Les disques

 

Boudreau l’irrépressible
Walter’s Mixed Bag. Œuvres de Walter Boudreau. Olga Ranzenhofer, violon. Ensemble de la SMCQ, dir. Walter Boudreau; Ensemble de percussions McGill, dir. Pierre Béluse. ATMA classique ACD2 2551.

Si Walter Boudreau n’existait pas, il faudrait l’inventer. L’énergie et la délicieuse irrévérence de cet iconoclaste dans l’âme sont intactes à la veille de son 60e anniversaire. Ce n’est pas d’hier que l’exubérant compositeur et chef d’orchestre, qui est depuis 18 ans directeur artistique de la très sérieuse Société de musique contemporaine du Québec, fait mentir le cliché voulant que musique contemporaine et humour soient incompatibles. Au temps de l’Infonie, fondée en 1967, lui et son complice, le poète Raoul Duguay, sont déjà entrés sur scène avec, accrochés aux oreilles, des cintres garnis de chaussettes, et le catalogue de ses œuvres comprend Variations II «Dans les champs il y a des bibittes». Mais Walter Boudreau est avant tout un compositeur qui sait comme pas un faire sonner et éclater les instruments. Ce don sert à merveille les sujets grandioses qu’il affectionne: beaucoup de ses pièces portent sur la création du monde, les planètes, les étoiles… Le chef concepteur de la Symphonie du millénaire (19 compositeurs, 333 musiciens, 2 000 carillonneurs, 15 clochers, deux camions de pompiers), c’était lui!
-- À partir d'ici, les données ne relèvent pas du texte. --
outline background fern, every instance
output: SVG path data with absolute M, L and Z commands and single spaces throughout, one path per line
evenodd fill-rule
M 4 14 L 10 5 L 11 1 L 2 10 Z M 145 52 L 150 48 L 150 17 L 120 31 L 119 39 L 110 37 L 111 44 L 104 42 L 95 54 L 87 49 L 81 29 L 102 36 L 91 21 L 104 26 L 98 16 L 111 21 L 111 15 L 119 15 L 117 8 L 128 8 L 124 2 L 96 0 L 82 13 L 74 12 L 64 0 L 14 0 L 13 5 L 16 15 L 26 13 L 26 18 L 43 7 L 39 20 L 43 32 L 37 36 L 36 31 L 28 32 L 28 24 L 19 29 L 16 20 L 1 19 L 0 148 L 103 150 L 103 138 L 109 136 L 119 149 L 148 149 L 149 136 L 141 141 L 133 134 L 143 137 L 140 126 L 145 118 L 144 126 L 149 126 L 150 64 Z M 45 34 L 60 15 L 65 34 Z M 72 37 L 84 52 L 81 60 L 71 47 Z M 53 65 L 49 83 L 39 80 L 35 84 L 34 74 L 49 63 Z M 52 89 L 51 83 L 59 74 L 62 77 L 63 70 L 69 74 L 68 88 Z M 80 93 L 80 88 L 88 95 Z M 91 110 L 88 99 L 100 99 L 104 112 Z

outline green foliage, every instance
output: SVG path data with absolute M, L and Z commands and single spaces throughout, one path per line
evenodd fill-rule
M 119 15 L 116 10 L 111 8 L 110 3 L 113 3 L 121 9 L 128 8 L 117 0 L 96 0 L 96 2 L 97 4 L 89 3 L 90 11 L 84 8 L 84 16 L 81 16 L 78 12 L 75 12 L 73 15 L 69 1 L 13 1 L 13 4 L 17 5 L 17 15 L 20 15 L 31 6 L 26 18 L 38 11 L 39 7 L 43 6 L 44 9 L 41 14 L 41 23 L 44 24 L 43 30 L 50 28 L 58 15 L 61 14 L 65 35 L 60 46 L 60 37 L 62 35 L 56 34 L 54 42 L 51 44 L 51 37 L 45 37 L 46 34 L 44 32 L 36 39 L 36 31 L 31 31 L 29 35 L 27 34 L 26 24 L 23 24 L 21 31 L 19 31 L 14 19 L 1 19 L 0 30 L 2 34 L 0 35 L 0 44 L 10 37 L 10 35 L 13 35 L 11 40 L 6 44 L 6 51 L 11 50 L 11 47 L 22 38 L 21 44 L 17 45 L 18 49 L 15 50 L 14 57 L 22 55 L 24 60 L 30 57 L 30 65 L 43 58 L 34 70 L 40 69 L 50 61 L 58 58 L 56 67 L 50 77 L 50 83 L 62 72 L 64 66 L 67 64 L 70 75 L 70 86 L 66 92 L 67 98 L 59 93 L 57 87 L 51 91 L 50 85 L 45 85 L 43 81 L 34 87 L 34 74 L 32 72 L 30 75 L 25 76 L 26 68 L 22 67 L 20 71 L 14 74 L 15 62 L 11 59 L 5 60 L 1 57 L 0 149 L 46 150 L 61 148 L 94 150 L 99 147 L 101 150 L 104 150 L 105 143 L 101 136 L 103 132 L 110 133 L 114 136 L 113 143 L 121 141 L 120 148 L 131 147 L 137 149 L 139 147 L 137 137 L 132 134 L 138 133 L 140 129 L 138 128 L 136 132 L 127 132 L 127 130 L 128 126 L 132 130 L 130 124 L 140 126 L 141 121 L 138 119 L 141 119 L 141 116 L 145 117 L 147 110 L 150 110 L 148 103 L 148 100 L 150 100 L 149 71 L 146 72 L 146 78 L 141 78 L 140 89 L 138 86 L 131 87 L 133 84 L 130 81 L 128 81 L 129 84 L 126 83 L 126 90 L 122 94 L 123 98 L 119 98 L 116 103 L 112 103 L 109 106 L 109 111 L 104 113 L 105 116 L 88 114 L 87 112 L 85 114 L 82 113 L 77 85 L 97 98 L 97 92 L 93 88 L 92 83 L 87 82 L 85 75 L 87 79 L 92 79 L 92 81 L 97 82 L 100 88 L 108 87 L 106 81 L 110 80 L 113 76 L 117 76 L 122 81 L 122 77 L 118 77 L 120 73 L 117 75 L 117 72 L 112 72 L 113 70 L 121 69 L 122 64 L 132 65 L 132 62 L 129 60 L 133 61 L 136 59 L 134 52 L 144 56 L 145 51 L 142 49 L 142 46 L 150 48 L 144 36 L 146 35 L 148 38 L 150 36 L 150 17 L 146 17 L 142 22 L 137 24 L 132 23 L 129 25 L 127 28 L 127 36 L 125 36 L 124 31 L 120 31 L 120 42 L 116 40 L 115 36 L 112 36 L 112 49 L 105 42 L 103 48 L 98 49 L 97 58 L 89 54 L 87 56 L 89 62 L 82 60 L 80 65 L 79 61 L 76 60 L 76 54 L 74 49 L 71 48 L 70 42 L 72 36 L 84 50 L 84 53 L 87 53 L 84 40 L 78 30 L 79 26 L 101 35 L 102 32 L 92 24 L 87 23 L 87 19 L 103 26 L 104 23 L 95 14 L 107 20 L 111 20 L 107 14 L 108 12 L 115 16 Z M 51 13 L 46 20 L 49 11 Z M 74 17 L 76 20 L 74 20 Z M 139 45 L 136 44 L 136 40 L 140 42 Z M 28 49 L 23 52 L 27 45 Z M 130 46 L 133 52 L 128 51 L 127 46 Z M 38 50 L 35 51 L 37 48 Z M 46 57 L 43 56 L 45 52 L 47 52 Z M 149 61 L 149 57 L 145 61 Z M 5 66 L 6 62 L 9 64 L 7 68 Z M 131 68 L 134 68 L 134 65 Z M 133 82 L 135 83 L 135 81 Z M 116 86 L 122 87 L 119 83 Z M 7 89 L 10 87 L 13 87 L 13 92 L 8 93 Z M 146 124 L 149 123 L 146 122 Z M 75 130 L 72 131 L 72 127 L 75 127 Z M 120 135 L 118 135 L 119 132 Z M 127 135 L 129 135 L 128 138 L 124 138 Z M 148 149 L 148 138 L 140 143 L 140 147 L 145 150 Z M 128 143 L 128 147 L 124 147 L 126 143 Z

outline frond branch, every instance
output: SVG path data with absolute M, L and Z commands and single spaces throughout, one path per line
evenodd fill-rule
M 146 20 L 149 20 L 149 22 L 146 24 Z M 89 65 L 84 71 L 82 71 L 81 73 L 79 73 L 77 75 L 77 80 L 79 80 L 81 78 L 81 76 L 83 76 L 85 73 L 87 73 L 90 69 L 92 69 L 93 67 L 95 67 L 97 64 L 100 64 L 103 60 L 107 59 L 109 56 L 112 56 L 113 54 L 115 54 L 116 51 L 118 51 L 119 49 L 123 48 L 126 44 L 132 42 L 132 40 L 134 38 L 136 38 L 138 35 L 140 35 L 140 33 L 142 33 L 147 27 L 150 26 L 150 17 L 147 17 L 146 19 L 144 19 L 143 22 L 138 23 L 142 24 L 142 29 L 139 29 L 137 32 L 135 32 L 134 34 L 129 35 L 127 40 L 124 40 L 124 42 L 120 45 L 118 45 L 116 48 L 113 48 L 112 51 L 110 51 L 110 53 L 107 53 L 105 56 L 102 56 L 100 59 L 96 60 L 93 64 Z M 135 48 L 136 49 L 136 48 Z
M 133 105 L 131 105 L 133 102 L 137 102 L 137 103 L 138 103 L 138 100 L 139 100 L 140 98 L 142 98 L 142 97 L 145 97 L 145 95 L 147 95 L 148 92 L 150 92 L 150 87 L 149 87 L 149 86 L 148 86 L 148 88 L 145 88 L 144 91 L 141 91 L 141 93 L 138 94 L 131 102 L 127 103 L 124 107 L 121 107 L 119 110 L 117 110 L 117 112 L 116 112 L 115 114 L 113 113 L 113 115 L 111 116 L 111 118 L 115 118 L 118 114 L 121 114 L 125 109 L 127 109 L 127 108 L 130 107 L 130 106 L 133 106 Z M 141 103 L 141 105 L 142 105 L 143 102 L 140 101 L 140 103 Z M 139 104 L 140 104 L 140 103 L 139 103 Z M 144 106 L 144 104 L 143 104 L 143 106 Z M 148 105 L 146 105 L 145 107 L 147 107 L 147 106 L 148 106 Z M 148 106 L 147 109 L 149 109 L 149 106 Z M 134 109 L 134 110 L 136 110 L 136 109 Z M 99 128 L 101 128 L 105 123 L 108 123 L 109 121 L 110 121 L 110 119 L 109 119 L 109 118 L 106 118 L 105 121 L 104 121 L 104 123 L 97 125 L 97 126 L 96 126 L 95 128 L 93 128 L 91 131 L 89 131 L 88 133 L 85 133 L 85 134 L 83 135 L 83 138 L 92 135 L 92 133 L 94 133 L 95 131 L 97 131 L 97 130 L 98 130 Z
L’éclectique Walter’s Mixed Bag fait suite à Walter’s Freak House, paru en 2002, qui comportait Golgot(h)a, époustouflante interprétation du chemin de croix. Le plus récent CD, pour sa part, réunit plusieurs côtés de Boudreau. Son humour est représenté par Le récital, histoire de la musique occidentale en cinq minutes. Son sens de la grandeur, par Les sept jours, sur le thème de la création du monde. Son apport à la musique de scène, par L’asile de la pureté, partition composée pour la pièce éponyme de Claude Gauvreau. Et son sens de l’amitié s’incarne dans La vie d’un héros, hommage au regretté Claude Vivier, où les passages empruntés à la musique de ce dernier, travaillés avec brio par Boudreau, font office de photos de famille. Comme quoi l’orchestrateur rutilant peut, aussi, émouvoir.

Gould, le mythe
Glenn Gould: Au-delà du temps. Film de Bruno Monsaingeon. Ideale Audience International DVD9DM24.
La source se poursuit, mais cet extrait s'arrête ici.